Daha ne detaylarıyla uğraştım bugün.Hepsini yazsam sayfalar sürer.Üstelik hayalimdeki gibi bir kitapçı dükkanının fotoğrafını internette aradım taradım,bir türlü bulamadım.Belki de dünyadaki küçük ama en sevimli kitapçı benimki olur.

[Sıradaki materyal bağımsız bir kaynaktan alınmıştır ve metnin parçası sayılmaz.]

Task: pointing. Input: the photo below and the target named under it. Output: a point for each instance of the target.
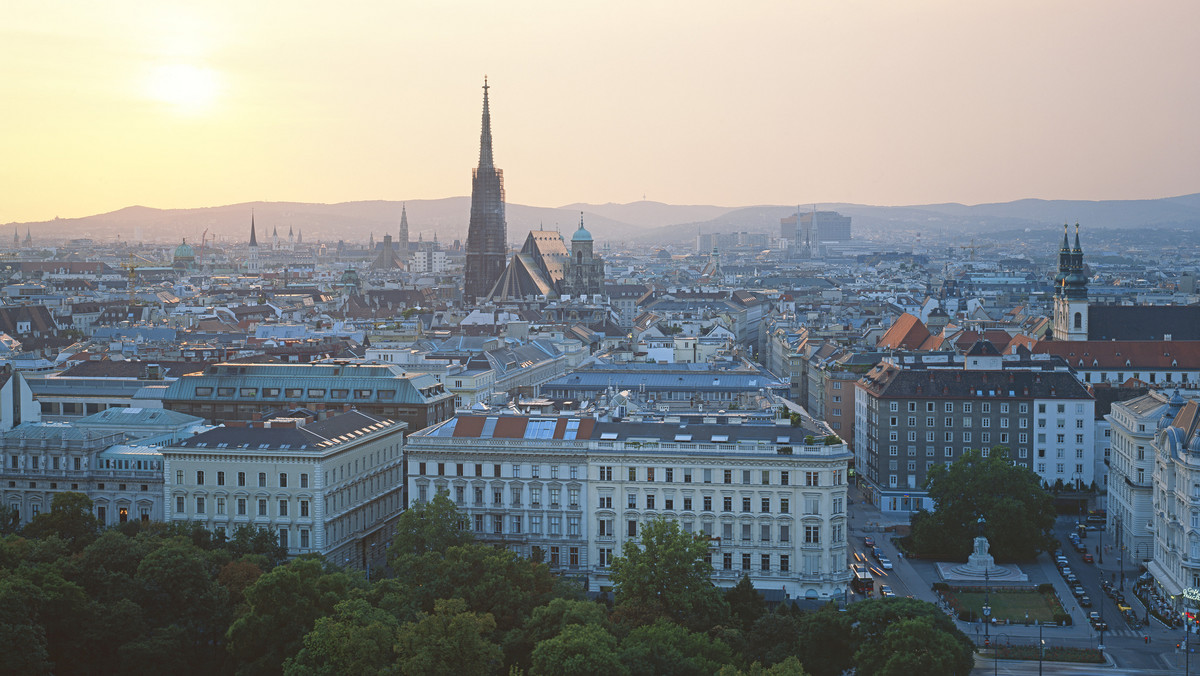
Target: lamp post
(987, 593)
(1042, 648)
(1120, 556)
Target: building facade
(913, 412)
(1131, 515)
(575, 491)
(225, 393)
(331, 486)
(1176, 518)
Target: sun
(187, 88)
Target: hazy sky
(106, 105)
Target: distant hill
(649, 222)
(869, 221)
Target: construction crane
(199, 259)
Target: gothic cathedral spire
(487, 231)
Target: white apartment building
(1176, 502)
(1134, 424)
(576, 490)
(333, 486)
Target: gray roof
(315, 436)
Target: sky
(181, 105)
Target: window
(811, 534)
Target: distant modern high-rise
(487, 232)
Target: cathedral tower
(1071, 292)
(487, 232)
(402, 238)
(252, 253)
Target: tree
(582, 650)
(790, 666)
(282, 606)
(1019, 514)
(915, 646)
(357, 640)
(549, 621)
(427, 527)
(451, 641)
(745, 603)
(825, 640)
(915, 630)
(666, 648)
(667, 576)
(70, 518)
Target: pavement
(1127, 650)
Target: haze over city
(195, 105)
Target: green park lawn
(1008, 605)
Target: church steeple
(485, 136)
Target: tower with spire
(487, 231)
(252, 264)
(402, 237)
(1071, 291)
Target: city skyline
(863, 102)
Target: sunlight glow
(189, 89)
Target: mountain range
(637, 222)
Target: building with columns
(333, 486)
(576, 490)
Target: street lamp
(1042, 648)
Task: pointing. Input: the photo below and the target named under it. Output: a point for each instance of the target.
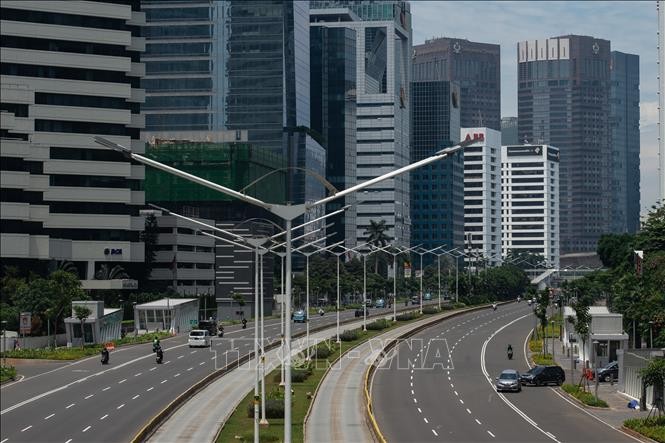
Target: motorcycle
(105, 356)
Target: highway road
(85, 401)
(450, 396)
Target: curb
(151, 426)
(369, 414)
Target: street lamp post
(287, 212)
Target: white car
(199, 337)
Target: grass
(585, 397)
(7, 373)
(239, 427)
(653, 428)
(74, 353)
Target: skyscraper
(437, 190)
(477, 69)
(383, 48)
(564, 100)
(69, 73)
(625, 141)
(333, 112)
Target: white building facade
(383, 69)
(70, 71)
(530, 201)
(482, 196)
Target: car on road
(299, 316)
(199, 337)
(609, 372)
(508, 380)
(543, 375)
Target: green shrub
(653, 428)
(585, 397)
(378, 325)
(274, 408)
(7, 373)
(350, 335)
(408, 316)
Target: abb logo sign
(476, 136)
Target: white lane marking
(483, 367)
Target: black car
(609, 372)
(543, 375)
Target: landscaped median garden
(306, 377)
(74, 353)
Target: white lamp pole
(287, 213)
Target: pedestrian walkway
(617, 401)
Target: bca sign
(480, 137)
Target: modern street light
(287, 212)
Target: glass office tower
(564, 100)
(437, 190)
(333, 113)
(625, 141)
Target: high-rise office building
(383, 54)
(564, 101)
(482, 196)
(477, 69)
(530, 201)
(437, 190)
(333, 113)
(71, 71)
(509, 131)
(625, 141)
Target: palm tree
(376, 236)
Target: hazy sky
(631, 26)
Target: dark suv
(609, 372)
(543, 375)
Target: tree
(81, 313)
(149, 237)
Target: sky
(631, 26)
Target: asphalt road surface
(447, 392)
(86, 401)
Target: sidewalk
(617, 401)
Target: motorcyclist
(105, 356)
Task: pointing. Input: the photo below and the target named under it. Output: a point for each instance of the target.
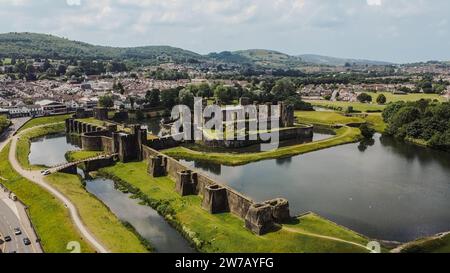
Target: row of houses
(40, 108)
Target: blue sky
(390, 30)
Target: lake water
(385, 189)
(147, 222)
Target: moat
(50, 150)
(385, 189)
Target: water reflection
(144, 219)
(391, 190)
(50, 151)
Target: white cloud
(374, 2)
(73, 2)
(295, 26)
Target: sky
(389, 30)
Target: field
(326, 118)
(343, 105)
(225, 232)
(365, 107)
(23, 145)
(73, 156)
(50, 218)
(343, 135)
(376, 122)
(97, 217)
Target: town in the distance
(89, 162)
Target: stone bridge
(90, 164)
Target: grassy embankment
(24, 143)
(49, 216)
(343, 135)
(103, 224)
(74, 156)
(225, 232)
(366, 107)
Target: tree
(30, 73)
(139, 115)
(364, 97)
(106, 101)
(299, 104)
(152, 97)
(381, 99)
(169, 97)
(186, 97)
(204, 91)
(132, 101)
(366, 131)
(62, 69)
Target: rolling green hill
(333, 61)
(32, 45)
(260, 57)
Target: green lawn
(74, 156)
(94, 121)
(49, 216)
(409, 97)
(343, 105)
(325, 118)
(99, 220)
(427, 245)
(365, 107)
(45, 120)
(225, 232)
(344, 135)
(103, 224)
(24, 143)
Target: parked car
(17, 231)
(26, 241)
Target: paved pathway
(38, 178)
(325, 237)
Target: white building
(50, 107)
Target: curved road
(38, 178)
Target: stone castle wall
(237, 203)
(260, 218)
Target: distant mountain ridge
(34, 45)
(333, 61)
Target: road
(38, 178)
(13, 215)
(16, 124)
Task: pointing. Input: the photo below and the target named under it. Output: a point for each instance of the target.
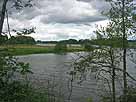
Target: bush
(3, 39)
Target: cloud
(59, 19)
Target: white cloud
(59, 19)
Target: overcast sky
(60, 19)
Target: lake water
(50, 71)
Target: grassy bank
(35, 49)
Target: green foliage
(61, 48)
(3, 39)
(89, 100)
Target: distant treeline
(70, 41)
(19, 39)
(85, 41)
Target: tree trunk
(2, 16)
(124, 52)
(113, 75)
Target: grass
(35, 49)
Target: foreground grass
(35, 49)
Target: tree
(122, 14)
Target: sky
(60, 19)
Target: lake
(51, 71)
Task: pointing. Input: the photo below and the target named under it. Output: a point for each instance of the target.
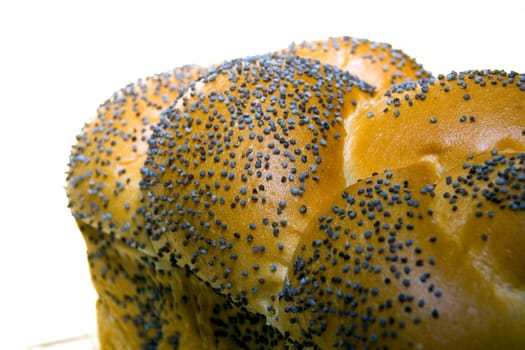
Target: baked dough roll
(416, 258)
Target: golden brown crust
(142, 305)
(105, 164)
(240, 221)
(376, 63)
(381, 267)
(237, 164)
(144, 301)
(441, 119)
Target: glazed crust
(319, 197)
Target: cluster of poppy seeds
(354, 284)
(157, 304)
(375, 62)
(192, 189)
(417, 90)
(102, 177)
(253, 149)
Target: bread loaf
(348, 199)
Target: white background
(60, 59)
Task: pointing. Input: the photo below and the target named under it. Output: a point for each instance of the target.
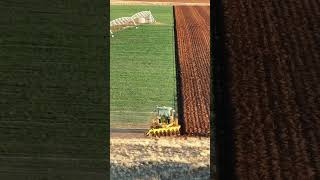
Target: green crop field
(142, 67)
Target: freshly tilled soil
(192, 25)
(273, 83)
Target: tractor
(164, 122)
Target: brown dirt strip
(273, 81)
(193, 41)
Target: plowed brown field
(193, 41)
(273, 84)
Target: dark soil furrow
(193, 38)
(272, 53)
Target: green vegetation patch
(142, 67)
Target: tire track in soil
(193, 41)
(273, 56)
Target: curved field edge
(142, 67)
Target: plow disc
(168, 131)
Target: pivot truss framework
(143, 17)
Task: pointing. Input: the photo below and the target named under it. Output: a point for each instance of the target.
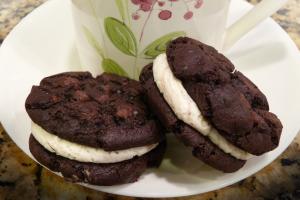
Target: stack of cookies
(107, 130)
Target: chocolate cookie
(98, 174)
(94, 130)
(107, 112)
(226, 98)
(203, 148)
(228, 101)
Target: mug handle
(246, 23)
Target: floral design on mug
(121, 36)
(165, 7)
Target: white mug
(121, 36)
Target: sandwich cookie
(197, 94)
(93, 130)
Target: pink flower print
(188, 15)
(165, 15)
(198, 4)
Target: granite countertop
(22, 178)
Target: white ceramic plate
(43, 44)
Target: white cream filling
(186, 109)
(83, 153)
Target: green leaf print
(159, 46)
(93, 41)
(122, 9)
(111, 66)
(121, 36)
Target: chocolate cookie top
(225, 97)
(202, 147)
(105, 112)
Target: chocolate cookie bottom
(97, 174)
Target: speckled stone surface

Bir gün gerçekleşir mi acaba?Öyle zor ki.Bu iş için bolca sermaye lazım ki o bende hiç yok.Esnaflık ruhu lazım ki o bende var mı yok mu hiç bir fikrim yok.(Severek yapacağız dedik ama işimiz olacak bu nihayetinde,batmamak gerek değil mi?)Nasıl başlanır,nasıl yapılır hiç mi hiç bilmiyorum ama hayalini kuruyorum işte.Hem de çok sevdim ben bu hayali.Çok istersem belki olur ama değil mi?



10 yorum:

  1. umarım hayalin birgün gerçek olur .
    sevgiler

    YanıtlaSil
  2. Çok güzel bir hayal inşallah bir gün gerçekleştirebilirsin canım.Zamanın ne getireceği belli olmaz:)

    YanıtlaSil
  3. Hayalin sım sıcak ama vadesi var galiba...Okurken aklıma Kadıköy geldi, Kadıköy'ün ara sokaklarında ( Bahariye ye yakın ) bir dükkan geldi gözümün önüne , hemen gelip kitap almak istedim hatta, belki bir gün olur.Bende kitaplarımı senden alırım

    YanıtlaSil
  4. olur bir gün neden olmasın.
    eşim yayın işinde ve hep konuşuruz biz de çayını içebileceğin hatta gidip kendin aldığın minik bir kitapçı ister o da ama biliyor ki batar:)
    Ama hayali en güzel işlerden biri sanırım.

    YanıtlaSil
  5. çocuklara ders çalıştırıyorum tavsiye ederim diyeceğim ama zaten öğretmensin
    çocuğum olmadığı için bir süredir hayatıma sadece istediklerimi alıyorum
    biraz daha sağlık olsa hiç de fena olmazdı ama bugünümüze de şükrediyorum hep

    YanıtlaSil
  6. Sezobigo,umarım canım.Umarım herkesin hayalleri gerçek olur.

    YanıtlaSil
  7. İkiz annesi,evrene mesaj gönderiyorlar falan ya.Onlara inansam,durmaz bol bol mesaj gönderirdim,hemen oluverirdi.Şaka bir yana,istemenin bir zararı olmaz nasıl olsa,belki bir gün dualarım kabul olur.

    YanıtlaSil
  8. İlknurcuğum hem de ne vade.Ah canım benim,ilk müşteri hazır diye sevineceğim ama ben İstanbul'da değilim ne yazık ki :(

    YanıtlaSil
  9. Ebru,haklısın.Olma ihtimali öyle az ki,ama hayali en güzel işlerden biri.Aman olur mu olmaz mı diye düşünmemeli aslında.Bir hayalinin olması bile güzel insanın (bu kitapçı işine kadar benim yoktu mesela)

    YanıtlaSil
  10. Mineciğim,ne güzel demişsin.Şükür en önemlisi,bir de sağlık tabii.Gerisi hep istek listesinin arka sıralarında kalıyor.